А во главе стоял его превосходительство директор, знаменитый своей налаженной седой бородой и умением внушительно кашлять.
С этой его привычкой у него иной раз получались недоразумения. Так, однажды, услышав в лазарете кашель и решив, что его передразнивают, он на двадцать суток посадил двоих кадет, которые, кстати, и не кашляли.
Вероятно, он сделал это для укрепления той самой дисциплины и для поднятия геройского воинского духа.
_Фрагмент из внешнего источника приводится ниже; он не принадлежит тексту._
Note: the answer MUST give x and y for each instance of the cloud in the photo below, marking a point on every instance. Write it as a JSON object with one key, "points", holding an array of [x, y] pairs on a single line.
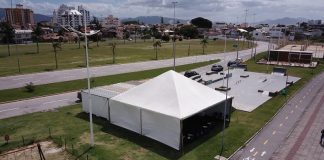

Вероятно, ради тех же высоких целей генерал-майор Федотов и ему подобные насаждали в корпусе культ строевой шагистики, а милейший Посохов усиленно занимался сыском.
И так было всегда, и всегда, неизвестно почему, люди, за негодностью выброшенные с флота, могли стать воспитателями будущих моряков.
И всегда они очень старались, но своими стараниями добивались только одного: сплочения против себя братства всех шести рот.
Конечно, никакой дружбы и никакого мира между ними и ротами не было и быть не могло. А о войне братство сложило обширный, в достаточной степени кровожадный фольклор.
Вот окно - последнее по правой стене столового зала, если стать лицом к бригу. Из этого окна в семидесятых годах прошлого столетия прямо сквозь стекла на двор выбросили одного ротного командира.
Вот картинная галерея. Здесь, уже в начале двадцатого века, одного офицера избили шарами от кегельбана, который после этого случая был упразднен.
Вот компасный зал - небольшой круглый зал, по самой середине классного коридора; с ним связана фантастическая, почти средневековая легенда о гардемарине Фондезине.
Это было не то во время декабристов, не то в год польского восстания, но во всяком случае еще при Николае Первом.
В корпусе нашли крамолу, и судить виновных должна была особая комиссия под председательством директора.
У дверей столового зала поставили караул, а по самой его середине - стол, накрытый зеленым сукном. Там, за этим столом, в огромной пустоте и должна была заседать комиссия, каждое слово которой было тайной.